The loop structure formed by residues between Leu455 and Phe490 has various conformations, but the other structures of the RBD are the same in the wild type and the Delta variant. The average RMSD for the RBD structures was 4.439 Å for the wild type, 2.865 Å for the Delta variant, and 2.794 Å for the Omicron variant. The Omicron variant had the least structural deviation among the three types of predicted RBD structures. The lowest RMSDs of the three types of RBDs were 2.292 Å for the wild type, 1.701 Å for the Delta variant, and 2.505 Å for the Omicron variant containing the Q493R mutation. The highest RMSDs of the three types of RBDs were 7.852 Å for the wild type, 7.488 Å for the Delta variant, and 3.253 Å for the Omicron variant containing the Q493R mutation. As structure prediction using AlphaFold included the structure relaxation process, the structure corresponding to the energy minimum could be predicted. The RBD structure of the Omicron variant was relatively rigid compared to the other RBD structures.

Prediction of the Binding Affinity between RBD and hACE2

Molecular dynamics is a popular in silico method for predicting the binding affinity and analyzing the interaction energy. However, the use of molecular dynamics to predict binding affinity in massive protein–protein complex structures has a high cost, and the determination of the initial structure is difficult. The calculation cost involved in protein–protein docking simulations is relatively lower than that of molecular dynamics. We used protein–protein docking simulations as well as molecular dynamics for an in silico analysis of the S protein–receptor complex based on predictions of binding affinity between the hACE2 receptor and crystal structures for three mutations.

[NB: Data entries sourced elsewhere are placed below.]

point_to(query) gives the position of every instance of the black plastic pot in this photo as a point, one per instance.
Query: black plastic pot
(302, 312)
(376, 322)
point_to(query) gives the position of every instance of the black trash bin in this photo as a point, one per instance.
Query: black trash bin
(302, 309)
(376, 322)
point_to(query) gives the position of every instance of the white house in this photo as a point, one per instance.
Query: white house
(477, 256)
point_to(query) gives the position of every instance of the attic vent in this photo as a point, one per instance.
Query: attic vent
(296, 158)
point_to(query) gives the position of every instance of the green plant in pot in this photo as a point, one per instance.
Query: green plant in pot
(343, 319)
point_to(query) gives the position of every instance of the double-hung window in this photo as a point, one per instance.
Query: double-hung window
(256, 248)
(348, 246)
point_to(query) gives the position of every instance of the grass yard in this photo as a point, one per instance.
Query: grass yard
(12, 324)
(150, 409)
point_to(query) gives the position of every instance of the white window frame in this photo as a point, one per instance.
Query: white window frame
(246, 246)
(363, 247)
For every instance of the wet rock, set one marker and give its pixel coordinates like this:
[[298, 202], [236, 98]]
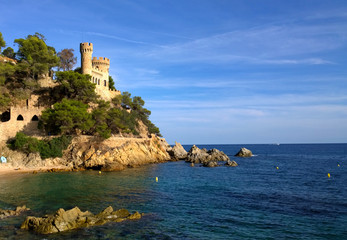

First, we performed protein–protein docking simulations to predict the binding affinity of different RBDs with hACE2. Our results showed 96 binding poses in the wild type, 98 in the Delta variant, 90 in the Omicron variant containing the Q493K mutation, and 85 in the Omicron variant containing the Q493R mutation. Among the binding poses that can be determined by docking simulations, a binding pose with a high probability of being located around the binding site of hACE2 was selected, and the distributions of PIE between the three types of RBDs and hACE2 were accordingly analyzed using FMO-based calculations (Figure a).

Figure 1

Distribution of pair interaction energy (a) between hACE2 and four types of spike proteins and (b) between each residue of hACE2 and the spike protein of the wild type and the two Omicron variants. Asterisks indicate statistically significant variation (Student’s t-test, **P-value < 0.01, ***P-value < 0.001).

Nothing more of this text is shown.